JPMorgan Chase gained 1% before the bell after beating first-quarter profit estimates. Wells Fargo slipped about 1% despite beating quarterly earnings estimates.

Morgan Stanley edged 0.6% lower even as it beat quarterly profit estimates.

Meanwhile, China retaliated after U.S. President Donald Trump on Thursday doubled down on the country by increasing tariffs to an effective rate of 145%, even as he announced a 90-day tariff reprieve on most trading partners.

Stocks have been on a roller-coaster ride in response to tariff announcements in the past few days. Wall Street fell for four straight sessions, before bouncing back on Wednesday with the S&P 500 seeing its largest one-day percentage jump since October 2008.

Stocks, however, slumped again on Thursday and were more than 7% off from levels seen before last week, when Trump’s “reciprocal” tariffs sparked the market rout.

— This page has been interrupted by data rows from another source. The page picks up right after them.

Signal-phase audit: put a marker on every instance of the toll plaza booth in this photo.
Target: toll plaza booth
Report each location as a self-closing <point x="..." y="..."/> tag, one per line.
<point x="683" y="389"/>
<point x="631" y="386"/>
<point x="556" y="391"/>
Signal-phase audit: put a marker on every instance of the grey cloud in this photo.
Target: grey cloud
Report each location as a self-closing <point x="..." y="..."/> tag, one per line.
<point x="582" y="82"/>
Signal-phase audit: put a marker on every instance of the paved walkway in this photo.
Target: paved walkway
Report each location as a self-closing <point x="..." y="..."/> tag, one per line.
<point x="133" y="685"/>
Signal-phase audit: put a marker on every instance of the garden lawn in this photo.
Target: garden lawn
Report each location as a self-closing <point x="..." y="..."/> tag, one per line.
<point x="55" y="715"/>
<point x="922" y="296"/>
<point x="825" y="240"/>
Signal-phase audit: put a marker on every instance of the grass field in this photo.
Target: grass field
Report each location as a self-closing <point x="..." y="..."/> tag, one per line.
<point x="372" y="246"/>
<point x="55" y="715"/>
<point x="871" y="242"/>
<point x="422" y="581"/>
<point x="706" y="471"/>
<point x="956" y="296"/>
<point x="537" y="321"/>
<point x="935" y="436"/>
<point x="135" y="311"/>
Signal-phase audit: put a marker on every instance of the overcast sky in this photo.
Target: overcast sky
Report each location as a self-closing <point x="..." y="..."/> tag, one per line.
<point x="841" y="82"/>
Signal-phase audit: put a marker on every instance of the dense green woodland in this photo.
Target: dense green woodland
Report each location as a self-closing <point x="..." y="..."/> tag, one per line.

“The market is oversold and has been for a while on many different metrics,” said Thomas Martin, senior portfolio manager at Globalt Investments.

At 08:47 a.m. ET, Dow E-minis were up 142 points, or 0.36%, S&P 500 E-minis were up 18.25 points, or 0.34%, and Nasdaq 100 E-minis were up 65 points, or 0.35%.

Selloff accelerates on Wall Street as traders weigh tariff risks

Amid the volatility, all three major Wall Street indexes are set for robust weekly gains, with the Nasdaq set for its best weekly showing so far this year.

Most megacap and growth stocks were higher after initial losses in premarket trade, with gains in Apple, Nvidia and Amazon.com.

“A lot of de-risking has happened in the (tech) space and investors don’t want to take too much risk of being too underweight those areas,” Martin added.

Investors sought refuge in traditional safe-haven assets such as gold, which jumped to a record high. Safe-haven currencies such as the Japanese yen and Swiss franc also strengthened against the dollar.

The rally in the precious metal lifted gold miners, with Newmont and U.S.-listed shares of Barrick Gold rising more than 3% each.

U.S. monthly producer prices unexpectedly fell in March, coming on the heels of a consumer prices reading which also showed an unexpected decline last month.

Treasury yields remained elevated after a steep bond selloff earlier this week. The yield on the 10-year note was at 4.46%, hovering near its February highs.

At least three Fed officials, including New York Fed President John Williams, are scheduled to speak throughout the day.

Traders currently expect more than 90 basis points of interest rate cuts by the Federal Reserve this year, starting in June, according to LSEG data.